Civic action teams operate for six-month assignments and rotate between Army, Air Force and Navy teams.

During their six months in Palau, CAT 554-01 teamed up with the Republic of Palau to complete more than 100 community outreach events and several construction projects, totaling approximately 1,800 hours of labor.

One of the projects the Airmen undertook during their six-month stay included a four-phase project to construct an 11,000 square-foot concrete parking lot and driveway for the Emmaus Church and School, which will be completed by the new Navy team.

The biggest project CAT 554-01 Airmen completed during their tenure was the complete renovation of the Palau National Olympic Swimming Pool. This was no simple task, as the pool measures nearly 88,000 cubic feet.

“We teamed up with the apprentices and refinished the entire pool,” said Staff Sgt. Joe Hamilton, CAT 554-01 structural craftsman. “We had to remove the lining, replace it with new lining, resurface the entire pool and re-tile where applicable. The task was difficult, but when you add Palau’s humidity and black-flag conditions, it makes it much more difficult. Luckily for us, we have a skilled team and a great partnership with our apprentices.”

While in Palau, each member of the USAF Civil Action Team helped train one to two apprentices in their respective expertise. Once their training was completed, the apprentices received certifications allowing them to seek a job in that respective career field throughout Palau.

In addition, Capt. Jeffrey Jarvis, a physician assistant deployed from the 18th Medical Group at Kadena Air Base, Japan, lent his expertise to the Republic of Palau as he helped (while continuing his predecessor’s work) graduate 13 emergency medical technicians. The class was the first of its kind, as the graduates are the first U.S. certified EMTs ever in Palau.

“There were some speed bumps during the process,” Jarvis said. “But that was simply because of the changeover in personnel, not because of the students. They are more than qualified and now they are equipped with valuable life-saving skills, which will serve to enhance our partnership with the Republic of Palau.”

Although the Palauan apprentices received valuable training from the CAT members, the team stated they were able to learn a few new tricks from their students.

“We really couldn’t have completed anything without the help of our apprentices,” said Staff Sgt.
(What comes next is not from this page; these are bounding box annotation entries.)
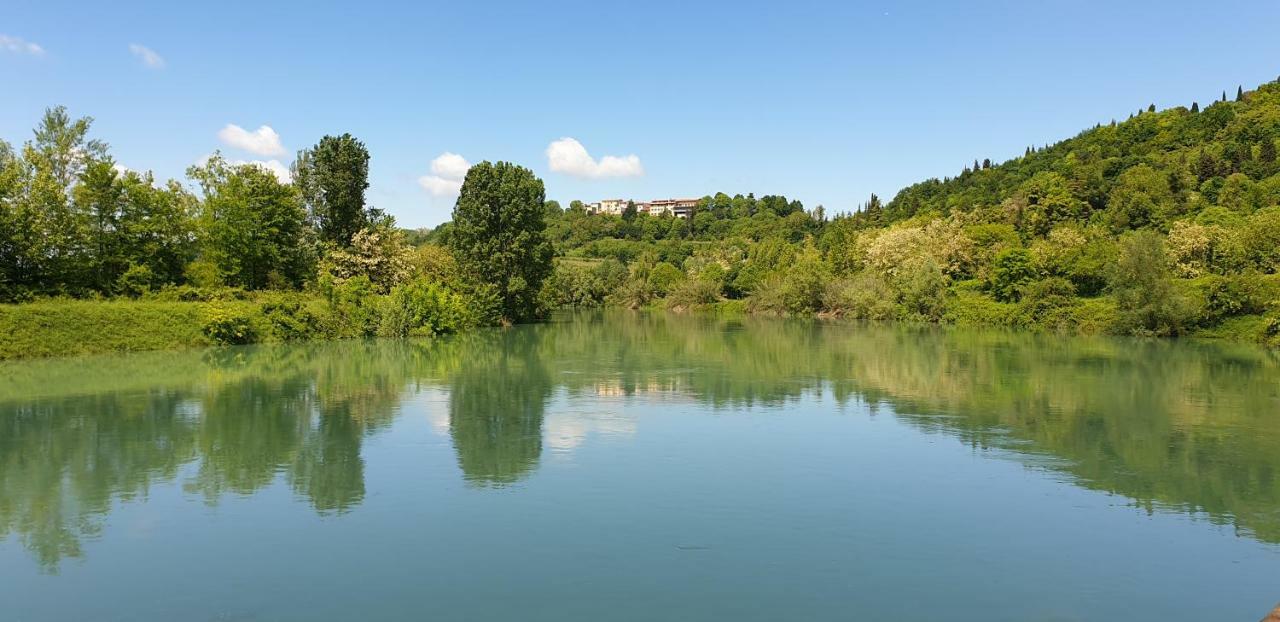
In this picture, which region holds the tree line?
[524,82,1280,340]
[0,108,550,330]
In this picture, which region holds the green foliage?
[748,246,831,314]
[649,261,685,296]
[320,275,383,337]
[543,260,635,307]
[187,154,311,289]
[259,296,325,342]
[293,134,379,247]
[1018,276,1079,330]
[449,161,552,321]
[667,279,721,310]
[201,307,257,346]
[320,225,413,293]
[991,248,1036,302]
[115,265,155,298]
[1111,230,1192,335]
[822,271,899,320]
[379,279,476,337]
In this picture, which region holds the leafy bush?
[259,297,324,342]
[991,248,1036,302]
[1018,276,1079,330]
[1111,230,1193,335]
[115,264,155,298]
[822,270,897,320]
[321,275,381,337]
[667,279,721,310]
[201,307,259,346]
[379,279,475,337]
[649,261,685,296]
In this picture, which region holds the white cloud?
[196,154,293,183]
[547,137,644,178]
[218,123,285,156]
[0,35,45,56]
[417,151,471,197]
[431,151,471,179]
[129,44,164,69]
[240,160,293,183]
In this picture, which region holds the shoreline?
[0,294,1276,362]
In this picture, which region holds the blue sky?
[0,0,1280,227]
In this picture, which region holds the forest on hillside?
[468,82,1280,340]
[0,82,1280,342]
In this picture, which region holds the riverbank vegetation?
[0,83,1280,358]
[0,108,550,358]
[517,83,1280,343]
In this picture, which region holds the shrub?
[183,261,224,288]
[822,270,897,320]
[1111,230,1192,335]
[259,297,324,342]
[321,275,381,337]
[201,307,257,346]
[115,264,155,298]
[892,257,950,321]
[1190,275,1267,325]
[667,279,721,308]
[379,279,475,337]
[1018,276,1079,330]
[649,261,685,296]
[991,248,1036,302]
[320,225,413,293]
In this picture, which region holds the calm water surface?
[0,314,1280,622]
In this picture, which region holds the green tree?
[1110,229,1190,335]
[293,134,378,247]
[449,161,552,323]
[991,248,1036,302]
[1107,164,1176,232]
[187,154,311,289]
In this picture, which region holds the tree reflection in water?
[0,312,1280,571]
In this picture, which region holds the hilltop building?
[586,198,698,218]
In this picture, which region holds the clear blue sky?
[0,0,1280,227]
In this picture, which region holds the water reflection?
[0,314,1280,571]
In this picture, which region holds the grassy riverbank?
[0,279,476,360]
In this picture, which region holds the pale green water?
[0,314,1280,622]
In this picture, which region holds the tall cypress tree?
[293,134,376,247]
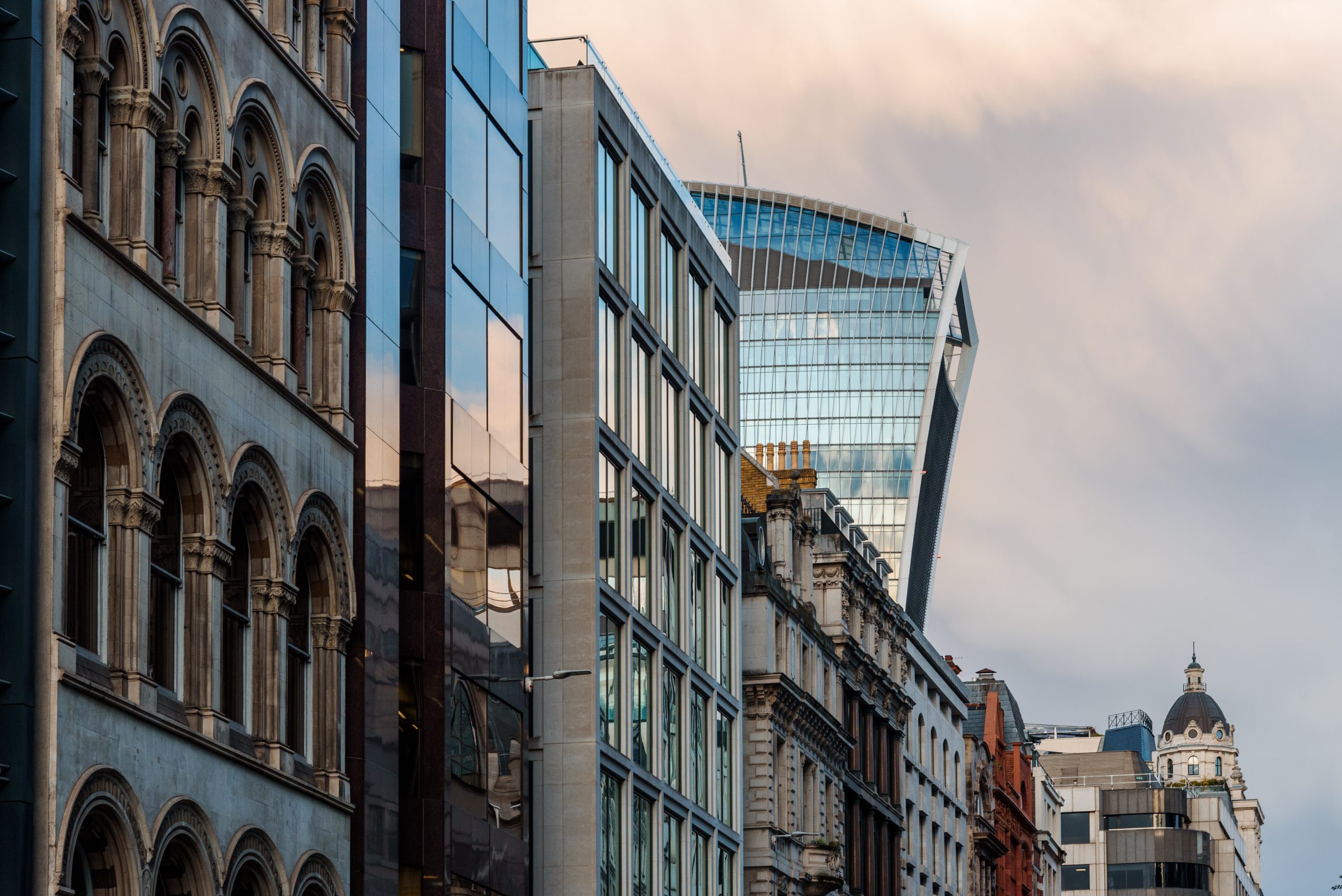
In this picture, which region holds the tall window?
[662,670,680,790]
[659,233,680,357]
[219,502,251,725]
[596,299,620,433]
[690,830,709,896]
[662,377,680,500]
[688,550,709,670]
[285,543,316,755]
[149,464,181,691]
[630,339,657,469]
[597,613,620,749]
[718,577,731,691]
[64,406,107,653]
[401,47,424,183]
[597,454,620,590]
[686,274,709,389]
[597,774,624,896]
[715,709,735,825]
[630,793,656,896]
[712,311,737,421]
[401,250,424,386]
[630,187,652,317]
[662,521,680,644]
[630,485,652,620]
[596,141,620,274]
[630,639,654,771]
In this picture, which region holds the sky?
[529,0,1342,896]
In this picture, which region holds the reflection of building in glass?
[687,182,978,625]
[529,41,742,896]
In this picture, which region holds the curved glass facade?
[687,182,976,625]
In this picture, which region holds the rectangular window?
[596,141,620,274]
[718,577,731,692]
[597,454,620,590]
[690,689,709,809]
[597,774,624,896]
[662,377,680,500]
[662,521,680,644]
[718,848,737,896]
[596,299,620,433]
[662,815,685,896]
[401,47,424,183]
[712,311,735,423]
[686,274,709,390]
[630,485,652,621]
[690,830,709,896]
[659,233,680,358]
[715,709,735,825]
[630,339,657,469]
[630,639,655,771]
[687,550,709,670]
[630,793,656,896]
[401,250,424,386]
[630,187,652,317]
[597,613,620,750]
[662,670,680,790]
[1063,812,1090,844]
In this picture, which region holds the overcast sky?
[530,0,1342,896]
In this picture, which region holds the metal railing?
[527,35,731,274]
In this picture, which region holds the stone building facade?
[17,0,357,896]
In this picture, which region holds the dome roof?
[1161,691,1229,733]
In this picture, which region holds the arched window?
[64,406,107,653]
[149,464,181,691]
[285,538,317,755]
[219,500,251,726]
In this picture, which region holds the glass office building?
[687,182,977,625]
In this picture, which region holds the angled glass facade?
[687,182,977,625]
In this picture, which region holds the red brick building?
[965,670,1038,896]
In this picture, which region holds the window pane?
[597,775,624,896]
[597,613,620,750]
[596,142,620,274]
[630,488,652,621]
[630,188,652,317]
[401,47,424,183]
[451,272,490,428]
[401,250,424,386]
[451,78,489,233]
[630,639,652,771]
[662,670,680,790]
[597,455,620,590]
[489,310,522,457]
[596,299,621,435]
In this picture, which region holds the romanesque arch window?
[63,405,107,653]
[149,463,182,691]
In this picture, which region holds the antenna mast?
[737,130,750,187]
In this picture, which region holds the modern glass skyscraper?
[686,182,978,625]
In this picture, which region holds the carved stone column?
[225,193,256,350]
[252,579,297,769]
[154,130,191,288]
[181,158,237,329]
[181,534,233,739]
[311,613,350,800]
[107,488,163,704]
[326,7,354,113]
[304,0,325,86]
[288,255,316,400]
[72,56,111,226]
[107,87,168,275]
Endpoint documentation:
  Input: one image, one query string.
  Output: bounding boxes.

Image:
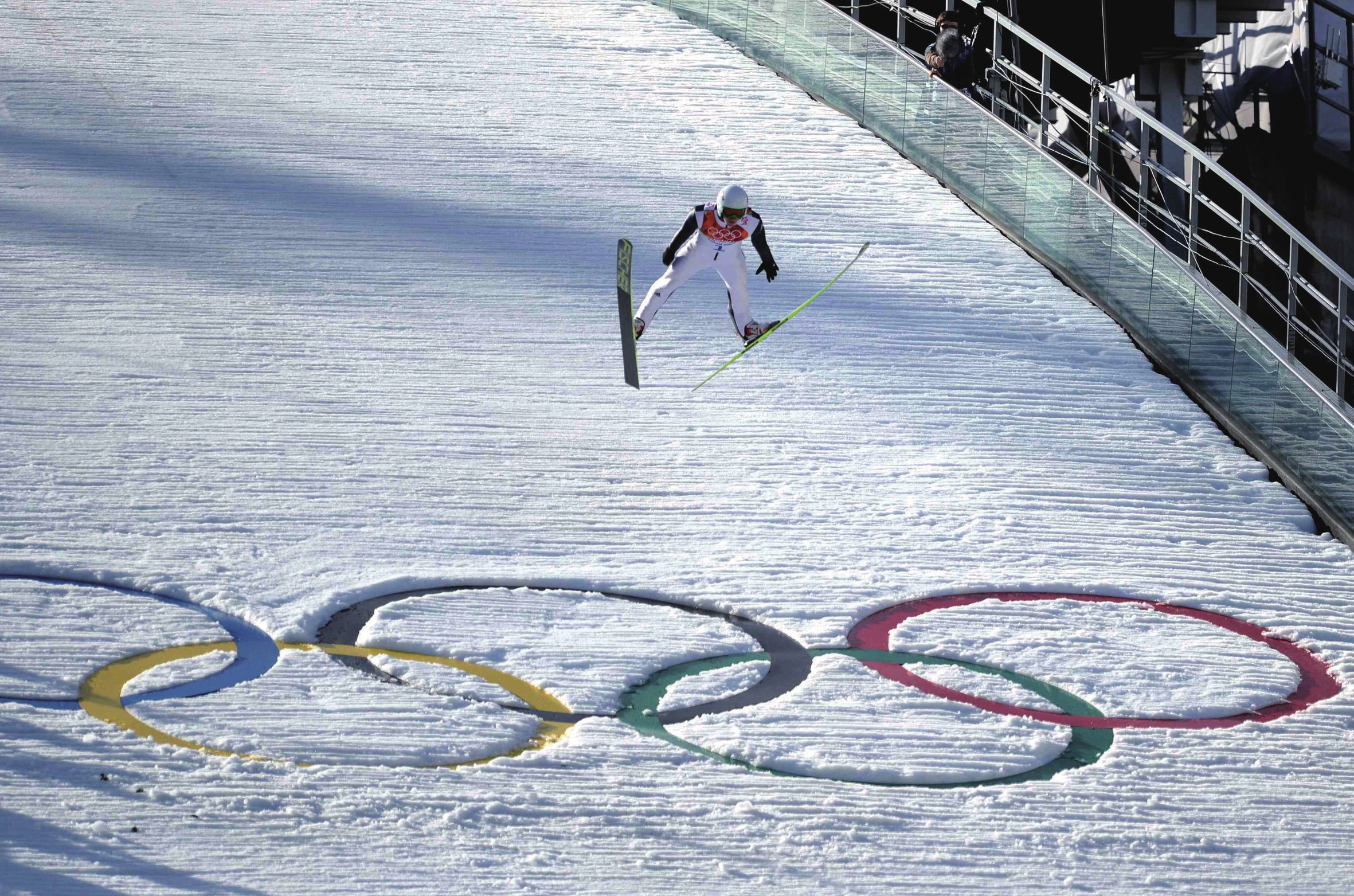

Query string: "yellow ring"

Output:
[80,641,574,769]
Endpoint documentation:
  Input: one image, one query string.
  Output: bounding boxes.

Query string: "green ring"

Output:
[616,648,1114,791]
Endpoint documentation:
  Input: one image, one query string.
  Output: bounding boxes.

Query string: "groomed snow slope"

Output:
[0,0,1354,893]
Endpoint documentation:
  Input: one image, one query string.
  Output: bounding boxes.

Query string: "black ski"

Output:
[616,240,639,389]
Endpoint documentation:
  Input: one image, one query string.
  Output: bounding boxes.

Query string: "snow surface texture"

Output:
[669,654,1073,784]
[0,0,1354,895]
[888,600,1301,719]
[358,589,761,713]
[0,580,234,700]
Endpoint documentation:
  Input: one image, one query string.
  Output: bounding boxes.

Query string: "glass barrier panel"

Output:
[658,0,1354,541]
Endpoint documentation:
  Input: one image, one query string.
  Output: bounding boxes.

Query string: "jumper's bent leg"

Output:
[715,252,753,338]
[635,253,702,329]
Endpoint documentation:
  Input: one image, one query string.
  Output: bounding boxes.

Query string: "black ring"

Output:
[315,582,814,726]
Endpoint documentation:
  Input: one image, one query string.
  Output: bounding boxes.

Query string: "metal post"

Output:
[1189,153,1204,268]
[1236,194,1251,314]
[1343,11,1354,151]
[1137,119,1152,228]
[1039,53,1054,149]
[1283,237,1297,353]
[1335,280,1350,398]
[987,19,1009,120]
[1086,79,1099,192]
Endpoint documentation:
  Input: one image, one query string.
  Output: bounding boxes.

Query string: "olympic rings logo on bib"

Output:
[702,225,748,244]
[0,575,1340,788]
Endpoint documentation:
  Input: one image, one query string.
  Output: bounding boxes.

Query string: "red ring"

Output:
[846,592,1340,728]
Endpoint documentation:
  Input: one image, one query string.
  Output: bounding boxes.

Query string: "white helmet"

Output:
[715,184,748,218]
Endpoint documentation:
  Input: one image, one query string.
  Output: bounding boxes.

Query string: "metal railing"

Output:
[652,0,1354,544]
[863,0,1354,403]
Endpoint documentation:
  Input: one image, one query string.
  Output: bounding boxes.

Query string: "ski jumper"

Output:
[636,202,776,338]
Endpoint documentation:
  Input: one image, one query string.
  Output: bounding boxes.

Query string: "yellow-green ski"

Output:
[691,242,869,391]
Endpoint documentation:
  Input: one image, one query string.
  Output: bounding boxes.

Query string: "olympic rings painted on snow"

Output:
[846,592,1340,728]
[616,648,1114,789]
[0,575,1340,788]
[0,574,277,709]
[80,641,573,769]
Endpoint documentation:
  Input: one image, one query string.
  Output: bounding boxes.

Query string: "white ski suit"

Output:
[636,202,776,338]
Chad King, CAT 554-01 heavy equipment operator. “There may be ten different ways to build a house, and maybe the way we are doing it isn’t the best. I’ve learned a lot on the job while working with these great individuals.”

King said beyond the positive experience he had working with the apprentices, he said the best part was being the Civil Action Team’s community relations coordinator.

The COMREL coordinator described his experience in Palau as the "golden ticket," and said every job, every event, every day, is fulfilling.

“This isn’t like your typical deployment,” King said. “As the community relations coordinator for 554-01, I have had the opportunity to meet thousands of great people. We helped coach children in sports, taught people to swim and even hosted a haunted house. One week, we could be manning a water station for a walk-a-thon, and the next week we could be playing Santa Claus for children in the community.”

Although the "golden ticket" deployment was six months long, King said he wishes to come back to Palau, and even said he would love to move his family here. Unfortunately, for the time being, King’s (and 554-01’s) time in Palau is finished.

CAT 554-01’s final day ended at their home, Camp Katuu, where they unveiled a memorial dedicated to the seven Palau veterans who perished while serving in the U.S. military.

The team then finished cleaning up their gear, packed their bags, and said one last goodbye to Camp Katuu, as the naval team settled in to their home for the next six months.

“For us to be able to help out here means a lot to us,” said Capt. Naseem Ghandour, CAT 554-01 officer in charge. “This is a very unique experience, one I will never forget. I am proud of what my team has accomplished in the last six months, and I am proud to have had the opportunity to partner with the people and the Republic of Palau.”